Evening free time was spent shopping the small stands for souvenirs that my kids will eventually donate to goodwill or toss.

In the Clouds

We began the day with a visit to the local corn beer bar. We learned how to make corn beer and we sampled both the plain and the strawberry flavoured. Of course the strawberry was my favourite. As we walked a round this local bar we saw the Guinea Pig barn. Everyone raises a few Guinea pigs for that special dinner, weddings graduations…. In the market there is always at least one vendor selling grass to fatten the little buggers. Our guide tells us the trick is not to name them.

After drinking we played the local coin toss game. A small table with a drawer has a metal frog with an open mouth anchored in the centre, around that are several other holes for the coins to fall into. The coin is about the size of a quarter and the weight of a
Silver dollar. At ten in the morning, after a glass of strawberry beer this game can be very entertaining.

Next stop, Inca Railroad, the train up to Machu Picchu, the ancient Inca village. Their was a light rain and the clouds were hanging very low. I have been very concerned about this part of the trip because of the altitude sickness and my asthma. We walked for about three hours, up and down stone stairs of varying widths. Our guide, Edgar
Is very knowledgeable, he is a trained guide which requires a four year degree, he has a Phd, and is a consultant for National Geographic. Among the amazing things he shared with us new theory on the orientation of Machu Picchu. The mountain structure is between four mountains, one in each of the cardinal directions and the river from the sacred valley runs by all the mountains.

The method of building required no mortar. The walls, doors and windows are all trapezoidal. Many of the rocks were from the top of the mountain. They were cut and hauled down to form the large terraces,

When we returned to the hotel we celebrated Pisco day. We learned to make Pisco sours, the national drink.

I may have mentioned this already, sorry, the national population is three women for every man. This is further complicated by the number of gay men.

The land of the incas

13* South

Tuesday Jan 28- Jan 30

Tuesday we took the boat to Iquitos, the bus to the airport, the plane to Lima, another plane to Cusco, a bus through Cusco to our fabulous hotel, Casa Andia, Private Collection. This journey took most of the day. The only unscheduled stop was Bembos Burgers, the most popular fast food store in Peru.

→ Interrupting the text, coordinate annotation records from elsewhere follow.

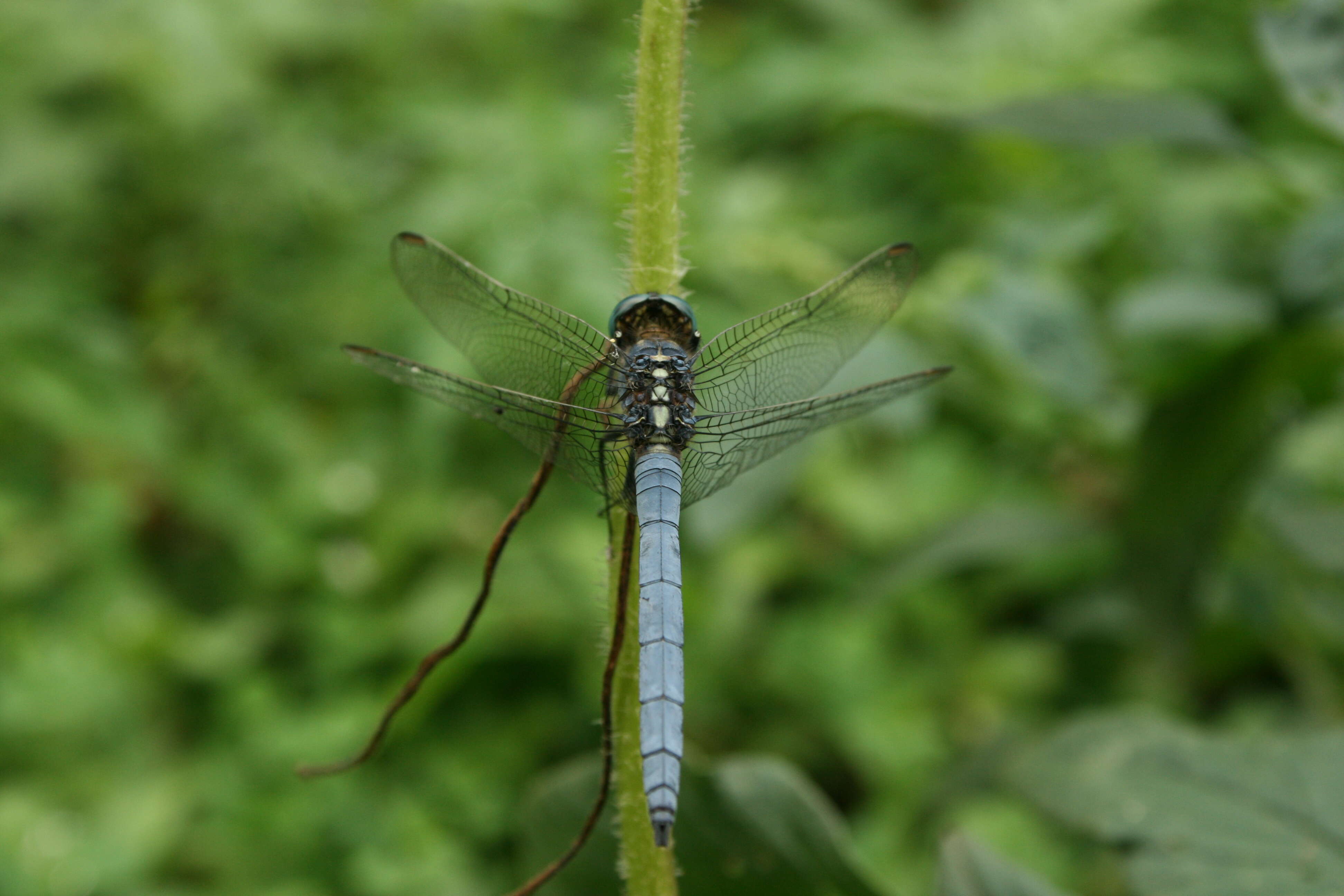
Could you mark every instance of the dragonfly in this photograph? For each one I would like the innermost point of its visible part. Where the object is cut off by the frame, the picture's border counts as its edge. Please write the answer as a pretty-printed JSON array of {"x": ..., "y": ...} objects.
[{"x": 648, "y": 416}]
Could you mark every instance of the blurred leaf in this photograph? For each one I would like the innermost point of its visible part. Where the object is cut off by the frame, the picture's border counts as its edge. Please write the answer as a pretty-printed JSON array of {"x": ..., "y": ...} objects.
[
  {"x": 1312, "y": 529},
  {"x": 1010, "y": 535},
  {"x": 1178, "y": 330},
  {"x": 1202, "y": 814},
  {"x": 1312, "y": 269},
  {"x": 1044, "y": 331},
  {"x": 970, "y": 868},
  {"x": 1100, "y": 120},
  {"x": 753, "y": 825},
  {"x": 795, "y": 819},
  {"x": 1193, "y": 308},
  {"x": 1304, "y": 44}
]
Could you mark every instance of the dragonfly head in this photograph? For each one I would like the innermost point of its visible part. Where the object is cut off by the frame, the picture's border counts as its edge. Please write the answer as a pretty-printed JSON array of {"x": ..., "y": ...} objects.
[{"x": 655, "y": 316}]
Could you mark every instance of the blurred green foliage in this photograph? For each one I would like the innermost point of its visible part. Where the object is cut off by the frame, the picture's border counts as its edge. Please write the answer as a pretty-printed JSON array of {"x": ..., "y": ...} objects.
[{"x": 222, "y": 546}]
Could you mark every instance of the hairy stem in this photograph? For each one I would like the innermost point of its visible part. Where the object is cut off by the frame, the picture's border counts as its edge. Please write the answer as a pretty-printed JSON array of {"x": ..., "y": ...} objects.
[
  {"x": 656, "y": 166},
  {"x": 655, "y": 268}
]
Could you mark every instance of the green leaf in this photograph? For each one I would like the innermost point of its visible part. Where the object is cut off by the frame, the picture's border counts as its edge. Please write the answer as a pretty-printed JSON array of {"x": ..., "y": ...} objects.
[
  {"x": 790, "y": 813},
  {"x": 970, "y": 868},
  {"x": 1100, "y": 120},
  {"x": 1304, "y": 44},
  {"x": 1314, "y": 259},
  {"x": 1202, "y": 814},
  {"x": 752, "y": 825}
]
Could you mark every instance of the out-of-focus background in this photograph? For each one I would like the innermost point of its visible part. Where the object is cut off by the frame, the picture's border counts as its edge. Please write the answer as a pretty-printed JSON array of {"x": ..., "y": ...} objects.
[{"x": 222, "y": 546}]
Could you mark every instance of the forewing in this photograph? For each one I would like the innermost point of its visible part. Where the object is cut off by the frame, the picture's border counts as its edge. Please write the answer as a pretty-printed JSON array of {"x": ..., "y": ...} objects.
[
  {"x": 513, "y": 340},
  {"x": 726, "y": 445},
  {"x": 792, "y": 351},
  {"x": 577, "y": 438}
]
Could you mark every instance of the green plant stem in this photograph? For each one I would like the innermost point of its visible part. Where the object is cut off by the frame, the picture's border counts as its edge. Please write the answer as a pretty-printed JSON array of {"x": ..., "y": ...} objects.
[
  {"x": 655, "y": 220},
  {"x": 656, "y": 166}
]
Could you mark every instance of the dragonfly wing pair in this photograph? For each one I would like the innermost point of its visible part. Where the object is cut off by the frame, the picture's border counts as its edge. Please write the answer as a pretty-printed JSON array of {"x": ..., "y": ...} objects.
[{"x": 556, "y": 383}]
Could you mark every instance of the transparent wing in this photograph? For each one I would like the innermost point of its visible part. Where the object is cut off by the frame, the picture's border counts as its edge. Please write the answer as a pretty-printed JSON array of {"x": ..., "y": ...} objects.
[
  {"x": 791, "y": 353},
  {"x": 580, "y": 440},
  {"x": 726, "y": 445},
  {"x": 513, "y": 340}
]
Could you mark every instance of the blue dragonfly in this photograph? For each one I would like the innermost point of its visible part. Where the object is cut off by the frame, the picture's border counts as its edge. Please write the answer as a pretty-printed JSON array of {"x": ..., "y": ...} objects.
[{"x": 652, "y": 418}]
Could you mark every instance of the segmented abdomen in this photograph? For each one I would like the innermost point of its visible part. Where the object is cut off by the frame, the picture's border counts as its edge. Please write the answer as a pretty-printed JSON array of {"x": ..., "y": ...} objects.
[{"x": 658, "y": 495}]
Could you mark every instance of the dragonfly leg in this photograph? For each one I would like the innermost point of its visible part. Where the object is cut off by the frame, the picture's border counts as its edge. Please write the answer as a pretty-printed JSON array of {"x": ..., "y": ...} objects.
[{"x": 447, "y": 649}]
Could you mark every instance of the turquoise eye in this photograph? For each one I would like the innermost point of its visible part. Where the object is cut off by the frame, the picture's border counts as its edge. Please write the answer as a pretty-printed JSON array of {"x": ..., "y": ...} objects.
[{"x": 639, "y": 299}]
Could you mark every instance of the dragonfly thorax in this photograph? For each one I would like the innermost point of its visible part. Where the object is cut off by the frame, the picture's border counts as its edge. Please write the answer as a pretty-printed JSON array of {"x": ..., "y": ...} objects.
[{"x": 659, "y": 401}]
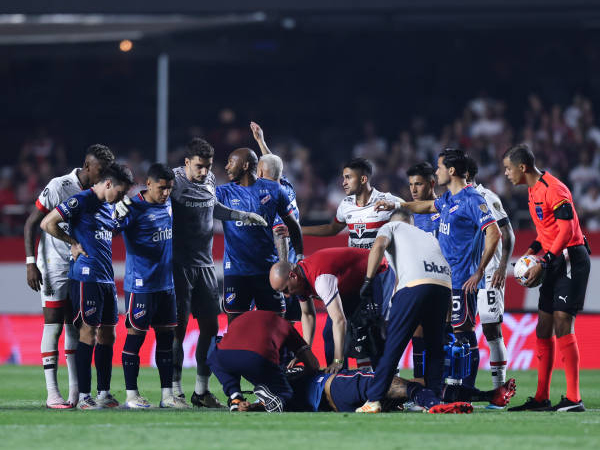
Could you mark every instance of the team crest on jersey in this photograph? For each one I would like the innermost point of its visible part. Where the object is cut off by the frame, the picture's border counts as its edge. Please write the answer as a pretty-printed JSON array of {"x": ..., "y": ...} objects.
[{"x": 539, "y": 212}]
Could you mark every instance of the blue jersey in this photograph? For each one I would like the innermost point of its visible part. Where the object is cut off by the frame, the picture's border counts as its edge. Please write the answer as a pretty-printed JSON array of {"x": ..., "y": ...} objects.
[
  {"x": 250, "y": 249},
  {"x": 463, "y": 217},
  {"x": 91, "y": 224},
  {"x": 293, "y": 206},
  {"x": 148, "y": 234},
  {"x": 428, "y": 222}
]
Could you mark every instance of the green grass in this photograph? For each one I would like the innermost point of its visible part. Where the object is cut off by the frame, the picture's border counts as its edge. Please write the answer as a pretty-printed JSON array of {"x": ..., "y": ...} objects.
[{"x": 25, "y": 423}]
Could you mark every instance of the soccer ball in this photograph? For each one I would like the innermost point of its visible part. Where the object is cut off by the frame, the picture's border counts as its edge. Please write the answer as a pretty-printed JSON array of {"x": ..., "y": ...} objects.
[{"x": 523, "y": 264}]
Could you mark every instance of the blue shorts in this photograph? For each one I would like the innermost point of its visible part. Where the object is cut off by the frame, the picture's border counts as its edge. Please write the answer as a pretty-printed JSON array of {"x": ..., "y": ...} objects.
[
  {"x": 240, "y": 291},
  {"x": 94, "y": 303},
  {"x": 150, "y": 308},
  {"x": 464, "y": 307},
  {"x": 349, "y": 389}
]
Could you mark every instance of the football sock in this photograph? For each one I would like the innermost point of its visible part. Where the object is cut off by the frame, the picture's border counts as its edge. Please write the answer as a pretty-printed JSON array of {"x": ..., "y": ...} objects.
[
  {"x": 49, "y": 350},
  {"x": 421, "y": 395},
  {"x": 498, "y": 361},
  {"x": 164, "y": 357},
  {"x": 570, "y": 357},
  {"x": 545, "y": 357},
  {"x": 131, "y": 359},
  {"x": 418, "y": 357},
  {"x": 83, "y": 359},
  {"x": 103, "y": 359},
  {"x": 471, "y": 338},
  {"x": 71, "y": 340}
]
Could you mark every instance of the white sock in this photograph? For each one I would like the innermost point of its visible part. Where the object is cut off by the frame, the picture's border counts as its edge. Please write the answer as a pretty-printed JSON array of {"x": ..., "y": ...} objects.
[
  {"x": 498, "y": 361},
  {"x": 166, "y": 393},
  {"x": 49, "y": 349},
  {"x": 71, "y": 340},
  {"x": 201, "y": 384},
  {"x": 132, "y": 393}
]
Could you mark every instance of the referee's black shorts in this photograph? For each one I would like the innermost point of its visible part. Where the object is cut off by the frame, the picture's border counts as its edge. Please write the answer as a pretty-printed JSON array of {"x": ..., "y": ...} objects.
[{"x": 565, "y": 282}]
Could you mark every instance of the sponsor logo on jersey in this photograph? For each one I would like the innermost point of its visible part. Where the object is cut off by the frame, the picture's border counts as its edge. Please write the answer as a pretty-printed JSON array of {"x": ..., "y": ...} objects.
[
  {"x": 434, "y": 268},
  {"x": 162, "y": 234},
  {"x": 444, "y": 228}
]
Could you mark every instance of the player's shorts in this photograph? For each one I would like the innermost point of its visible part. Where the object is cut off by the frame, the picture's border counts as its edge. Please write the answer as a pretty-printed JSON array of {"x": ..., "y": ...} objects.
[
  {"x": 55, "y": 287},
  {"x": 94, "y": 303},
  {"x": 196, "y": 291},
  {"x": 158, "y": 309},
  {"x": 464, "y": 307},
  {"x": 490, "y": 302},
  {"x": 240, "y": 291},
  {"x": 565, "y": 282},
  {"x": 349, "y": 389}
]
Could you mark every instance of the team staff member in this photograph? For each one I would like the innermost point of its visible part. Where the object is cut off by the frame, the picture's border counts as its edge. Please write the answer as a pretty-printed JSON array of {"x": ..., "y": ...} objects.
[
  {"x": 357, "y": 210},
  {"x": 50, "y": 275},
  {"x": 468, "y": 236},
  {"x": 91, "y": 277},
  {"x": 566, "y": 264}
]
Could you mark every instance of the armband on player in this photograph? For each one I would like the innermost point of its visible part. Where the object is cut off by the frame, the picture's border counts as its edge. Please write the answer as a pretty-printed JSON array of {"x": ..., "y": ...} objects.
[
  {"x": 536, "y": 246},
  {"x": 564, "y": 212}
]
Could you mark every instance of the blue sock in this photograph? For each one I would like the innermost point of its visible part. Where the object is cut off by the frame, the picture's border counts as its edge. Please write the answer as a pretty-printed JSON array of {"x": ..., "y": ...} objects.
[
  {"x": 131, "y": 359},
  {"x": 103, "y": 360},
  {"x": 164, "y": 357},
  {"x": 83, "y": 361},
  {"x": 421, "y": 395},
  {"x": 418, "y": 357},
  {"x": 471, "y": 338}
]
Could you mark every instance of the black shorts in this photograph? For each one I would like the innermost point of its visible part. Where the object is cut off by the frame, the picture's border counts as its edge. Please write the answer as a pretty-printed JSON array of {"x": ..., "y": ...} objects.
[
  {"x": 196, "y": 291},
  {"x": 240, "y": 291},
  {"x": 565, "y": 282}
]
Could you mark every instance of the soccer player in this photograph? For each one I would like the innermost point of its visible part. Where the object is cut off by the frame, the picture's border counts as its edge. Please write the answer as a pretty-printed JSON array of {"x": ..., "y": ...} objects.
[
  {"x": 49, "y": 274},
  {"x": 566, "y": 266},
  {"x": 251, "y": 349},
  {"x": 196, "y": 289},
  {"x": 149, "y": 290},
  {"x": 249, "y": 250},
  {"x": 468, "y": 236},
  {"x": 490, "y": 301},
  {"x": 421, "y": 181},
  {"x": 421, "y": 296},
  {"x": 91, "y": 278},
  {"x": 357, "y": 210},
  {"x": 335, "y": 276}
]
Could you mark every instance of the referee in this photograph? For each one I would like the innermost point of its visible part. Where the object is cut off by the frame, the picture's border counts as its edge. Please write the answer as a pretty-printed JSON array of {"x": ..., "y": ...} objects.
[{"x": 566, "y": 265}]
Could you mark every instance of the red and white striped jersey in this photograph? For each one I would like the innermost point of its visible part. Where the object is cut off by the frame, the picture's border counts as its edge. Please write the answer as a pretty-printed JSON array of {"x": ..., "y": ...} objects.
[{"x": 363, "y": 221}]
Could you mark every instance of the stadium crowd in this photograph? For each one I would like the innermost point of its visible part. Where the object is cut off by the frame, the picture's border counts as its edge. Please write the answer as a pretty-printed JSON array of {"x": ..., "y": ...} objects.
[{"x": 565, "y": 138}]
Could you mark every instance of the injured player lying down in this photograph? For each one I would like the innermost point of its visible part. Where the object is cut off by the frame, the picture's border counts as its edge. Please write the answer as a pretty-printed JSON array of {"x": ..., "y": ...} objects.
[{"x": 347, "y": 390}]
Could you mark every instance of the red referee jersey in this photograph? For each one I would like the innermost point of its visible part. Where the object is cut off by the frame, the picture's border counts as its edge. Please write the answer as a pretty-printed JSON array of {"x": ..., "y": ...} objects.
[
  {"x": 340, "y": 269},
  {"x": 262, "y": 332},
  {"x": 548, "y": 194}
]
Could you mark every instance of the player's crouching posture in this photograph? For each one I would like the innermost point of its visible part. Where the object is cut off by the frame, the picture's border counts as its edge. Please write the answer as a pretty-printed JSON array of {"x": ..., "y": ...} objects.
[
  {"x": 50, "y": 275},
  {"x": 91, "y": 278},
  {"x": 149, "y": 289},
  {"x": 566, "y": 265}
]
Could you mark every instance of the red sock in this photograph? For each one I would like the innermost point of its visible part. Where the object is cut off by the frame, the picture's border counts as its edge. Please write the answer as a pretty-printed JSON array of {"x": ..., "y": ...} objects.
[
  {"x": 570, "y": 358},
  {"x": 545, "y": 356}
]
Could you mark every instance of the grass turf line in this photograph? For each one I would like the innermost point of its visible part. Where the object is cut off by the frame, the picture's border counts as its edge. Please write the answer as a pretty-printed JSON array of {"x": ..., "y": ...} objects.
[{"x": 25, "y": 423}]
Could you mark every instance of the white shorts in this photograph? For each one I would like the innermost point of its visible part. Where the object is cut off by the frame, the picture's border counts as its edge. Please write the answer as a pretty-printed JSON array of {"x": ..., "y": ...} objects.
[
  {"x": 490, "y": 302},
  {"x": 55, "y": 287}
]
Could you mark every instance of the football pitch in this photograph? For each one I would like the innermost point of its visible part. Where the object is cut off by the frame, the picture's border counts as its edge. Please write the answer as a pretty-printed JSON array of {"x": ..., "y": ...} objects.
[{"x": 26, "y": 423}]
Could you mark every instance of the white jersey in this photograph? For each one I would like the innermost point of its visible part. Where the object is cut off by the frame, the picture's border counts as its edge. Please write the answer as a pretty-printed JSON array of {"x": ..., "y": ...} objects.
[
  {"x": 497, "y": 210},
  {"x": 363, "y": 221},
  {"x": 53, "y": 252},
  {"x": 415, "y": 256}
]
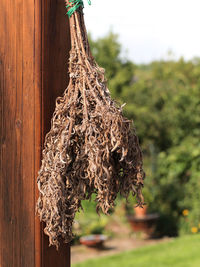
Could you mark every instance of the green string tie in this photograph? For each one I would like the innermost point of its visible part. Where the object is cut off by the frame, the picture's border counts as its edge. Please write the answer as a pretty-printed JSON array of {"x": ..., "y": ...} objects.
[{"x": 74, "y": 5}]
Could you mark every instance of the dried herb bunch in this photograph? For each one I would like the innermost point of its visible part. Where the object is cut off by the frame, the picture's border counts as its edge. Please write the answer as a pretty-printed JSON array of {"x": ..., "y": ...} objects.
[{"x": 91, "y": 147}]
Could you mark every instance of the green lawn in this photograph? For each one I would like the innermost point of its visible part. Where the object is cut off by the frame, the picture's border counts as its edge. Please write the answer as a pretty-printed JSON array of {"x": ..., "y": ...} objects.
[{"x": 180, "y": 252}]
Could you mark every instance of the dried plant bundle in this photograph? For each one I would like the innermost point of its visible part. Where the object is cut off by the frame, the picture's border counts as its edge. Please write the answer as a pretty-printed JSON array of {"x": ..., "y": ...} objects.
[{"x": 91, "y": 147}]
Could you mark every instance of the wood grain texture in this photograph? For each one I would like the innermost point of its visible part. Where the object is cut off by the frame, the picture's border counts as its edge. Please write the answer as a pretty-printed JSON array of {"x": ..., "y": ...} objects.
[{"x": 34, "y": 47}]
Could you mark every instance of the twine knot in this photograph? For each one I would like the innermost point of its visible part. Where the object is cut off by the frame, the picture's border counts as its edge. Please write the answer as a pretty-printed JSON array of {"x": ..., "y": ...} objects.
[{"x": 74, "y": 5}]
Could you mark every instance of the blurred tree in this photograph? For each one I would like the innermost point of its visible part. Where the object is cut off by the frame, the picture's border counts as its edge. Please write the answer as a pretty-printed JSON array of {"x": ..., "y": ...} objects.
[{"x": 163, "y": 99}]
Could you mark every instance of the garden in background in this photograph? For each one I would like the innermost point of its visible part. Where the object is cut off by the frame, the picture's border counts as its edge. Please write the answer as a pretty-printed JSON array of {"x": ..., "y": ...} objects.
[{"x": 163, "y": 100}]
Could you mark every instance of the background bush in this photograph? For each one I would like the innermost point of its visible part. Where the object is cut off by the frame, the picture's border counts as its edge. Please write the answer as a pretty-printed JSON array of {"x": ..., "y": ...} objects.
[{"x": 163, "y": 99}]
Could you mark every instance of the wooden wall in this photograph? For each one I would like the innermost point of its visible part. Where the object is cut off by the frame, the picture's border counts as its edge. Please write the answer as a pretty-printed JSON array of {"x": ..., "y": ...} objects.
[{"x": 34, "y": 47}]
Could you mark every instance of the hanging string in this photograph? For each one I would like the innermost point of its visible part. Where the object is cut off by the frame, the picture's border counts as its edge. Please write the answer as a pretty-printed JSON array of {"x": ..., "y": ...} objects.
[{"x": 74, "y": 5}]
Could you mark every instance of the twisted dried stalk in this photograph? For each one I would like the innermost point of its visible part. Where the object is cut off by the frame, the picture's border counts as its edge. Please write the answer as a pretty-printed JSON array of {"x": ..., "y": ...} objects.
[{"x": 91, "y": 147}]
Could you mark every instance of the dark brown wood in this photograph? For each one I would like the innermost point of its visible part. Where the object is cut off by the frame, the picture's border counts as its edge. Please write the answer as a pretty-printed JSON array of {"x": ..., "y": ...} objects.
[{"x": 34, "y": 47}]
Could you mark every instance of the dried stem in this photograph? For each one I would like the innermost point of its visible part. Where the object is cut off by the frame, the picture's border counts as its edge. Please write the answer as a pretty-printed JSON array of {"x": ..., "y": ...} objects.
[{"x": 91, "y": 147}]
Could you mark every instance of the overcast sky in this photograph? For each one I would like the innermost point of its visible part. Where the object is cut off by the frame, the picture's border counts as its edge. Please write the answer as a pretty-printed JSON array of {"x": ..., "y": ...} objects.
[{"x": 148, "y": 29}]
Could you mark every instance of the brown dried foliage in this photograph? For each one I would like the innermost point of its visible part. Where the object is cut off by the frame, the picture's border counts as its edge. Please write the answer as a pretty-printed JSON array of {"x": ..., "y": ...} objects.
[{"x": 91, "y": 147}]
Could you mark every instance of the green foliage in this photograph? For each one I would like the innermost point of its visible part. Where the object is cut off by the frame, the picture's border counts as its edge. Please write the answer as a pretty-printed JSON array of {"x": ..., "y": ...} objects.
[
  {"x": 163, "y": 99},
  {"x": 180, "y": 252},
  {"x": 88, "y": 222}
]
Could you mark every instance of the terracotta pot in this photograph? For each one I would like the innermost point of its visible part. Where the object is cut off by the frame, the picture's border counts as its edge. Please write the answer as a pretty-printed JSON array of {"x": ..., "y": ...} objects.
[
  {"x": 93, "y": 240},
  {"x": 140, "y": 212}
]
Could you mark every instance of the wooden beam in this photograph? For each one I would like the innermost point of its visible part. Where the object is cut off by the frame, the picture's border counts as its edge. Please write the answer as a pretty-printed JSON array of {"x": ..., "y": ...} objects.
[{"x": 34, "y": 47}]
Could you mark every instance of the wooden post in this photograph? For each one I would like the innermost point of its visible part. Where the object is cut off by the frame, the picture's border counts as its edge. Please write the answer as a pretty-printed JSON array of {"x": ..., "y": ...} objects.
[{"x": 34, "y": 48}]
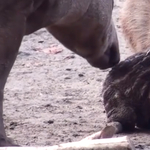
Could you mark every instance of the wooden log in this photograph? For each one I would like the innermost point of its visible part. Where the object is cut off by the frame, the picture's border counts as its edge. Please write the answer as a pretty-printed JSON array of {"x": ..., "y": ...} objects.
[{"x": 120, "y": 143}]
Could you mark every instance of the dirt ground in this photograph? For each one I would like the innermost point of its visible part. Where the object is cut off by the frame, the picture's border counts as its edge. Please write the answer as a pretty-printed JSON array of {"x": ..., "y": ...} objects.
[{"x": 56, "y": 98}]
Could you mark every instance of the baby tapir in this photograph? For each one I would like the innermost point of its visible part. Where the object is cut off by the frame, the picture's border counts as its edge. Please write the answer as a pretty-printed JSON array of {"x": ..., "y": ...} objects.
[{"x": 126, "y": 95}]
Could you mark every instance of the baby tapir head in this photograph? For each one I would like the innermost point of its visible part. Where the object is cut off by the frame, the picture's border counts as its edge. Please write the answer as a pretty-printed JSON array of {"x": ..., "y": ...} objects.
[{"x": 126, "y": 95}]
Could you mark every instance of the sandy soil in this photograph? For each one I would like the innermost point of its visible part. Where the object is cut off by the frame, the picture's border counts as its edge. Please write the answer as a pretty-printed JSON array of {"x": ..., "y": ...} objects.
[{"x": 56, "y": 98}]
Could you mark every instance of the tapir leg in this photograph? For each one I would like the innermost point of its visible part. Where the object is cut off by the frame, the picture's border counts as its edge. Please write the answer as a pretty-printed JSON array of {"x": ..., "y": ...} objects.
[{"x": 12, "y": 27}]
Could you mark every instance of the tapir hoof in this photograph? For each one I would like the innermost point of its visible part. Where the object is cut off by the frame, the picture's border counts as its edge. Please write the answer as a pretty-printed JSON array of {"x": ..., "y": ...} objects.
[{"x": 108, "y": 132}]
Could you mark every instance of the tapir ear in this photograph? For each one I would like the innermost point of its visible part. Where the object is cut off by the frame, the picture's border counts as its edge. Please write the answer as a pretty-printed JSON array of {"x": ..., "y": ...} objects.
[{"x": 108, "y": 132}]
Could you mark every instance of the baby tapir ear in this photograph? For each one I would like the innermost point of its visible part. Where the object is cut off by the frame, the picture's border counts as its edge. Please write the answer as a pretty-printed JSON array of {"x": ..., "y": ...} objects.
[{"x": 108, "y": 132}]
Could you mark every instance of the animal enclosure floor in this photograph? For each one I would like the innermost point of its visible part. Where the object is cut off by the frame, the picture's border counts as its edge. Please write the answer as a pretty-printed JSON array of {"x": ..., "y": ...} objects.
[{"x": 53, "y": 96}]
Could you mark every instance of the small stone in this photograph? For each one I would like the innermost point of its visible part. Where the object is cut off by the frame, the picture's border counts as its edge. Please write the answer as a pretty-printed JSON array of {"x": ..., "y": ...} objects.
[{"x": 80, "y": 75}]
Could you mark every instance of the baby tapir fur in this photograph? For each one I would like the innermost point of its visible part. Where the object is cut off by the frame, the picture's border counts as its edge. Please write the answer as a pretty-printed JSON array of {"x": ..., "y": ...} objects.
[{"x": 126, "y": 95}]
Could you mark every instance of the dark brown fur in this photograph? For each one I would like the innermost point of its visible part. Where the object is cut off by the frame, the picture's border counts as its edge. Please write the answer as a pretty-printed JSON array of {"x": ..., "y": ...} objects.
[
  {"x": 126, "y": 94},
  {"x": 83, "y": 26}
]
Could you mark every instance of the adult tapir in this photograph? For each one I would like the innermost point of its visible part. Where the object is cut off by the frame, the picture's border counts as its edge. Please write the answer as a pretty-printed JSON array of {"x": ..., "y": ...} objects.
[{"x": 83, "y": 26}]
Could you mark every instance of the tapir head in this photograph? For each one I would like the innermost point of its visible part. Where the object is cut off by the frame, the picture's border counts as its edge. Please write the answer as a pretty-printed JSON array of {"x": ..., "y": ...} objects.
[{"x": 90, "y": 32}]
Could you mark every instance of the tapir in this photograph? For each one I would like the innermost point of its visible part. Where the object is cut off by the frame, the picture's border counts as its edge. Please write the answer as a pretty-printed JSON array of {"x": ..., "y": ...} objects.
[{"x": 83, "y": 26}]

I also lost my innocence today. We drank coca tea and chewed the leaves as a preventive.

Dinner was exquisite with the requisite Andean harp player. This is the night that the rest of people joined trip. There appeared to be no problems until today when one of the older ( than me) women fell down stairs, fell getting on the bus and was barely responsive until the guide sent her to the local doctor. She is suffering from altitude sickness.

Our first stop today was a women’s weaving cooperative. They demonstrated the hand spinning techniques, and the natural dye. The red dye was the most amazing, it was made from a crushed bug that is a parasite on one of the cactuses. It takes one woman thirty days to make a table runner for which they charge $225 solaces or about $75 American. The woman dressed in native costumes. Each tribe has a distinguishing characteristic, this group’s was braided hair. Many purchases were made, sweaters, table runners and hats.

On the bus ride to lunch we learned about the history of land ownership in the Scared Valley. At one time all the land was owned by six families. The government bought the land and distributed it among 350 families. The large land owners were allowed to keep their houses and the reduced plot of land. We had lunch at one of the old plantation houses, Tunupa. The house has been restored and is very spectacular.

The major crops are potatoes (380 kinds), barley,quinoa, asparagus, coca and corn ( apparently) with the largest kernels in the world.

The last stop was Ollantaytambo, the best preserved of all the Inca sites and a still functioning Inca Village. I was faltering on the climb up but one of the guides stayed with me and cheered me all the way to the top. I dubbed him my hero and gifted him with beer.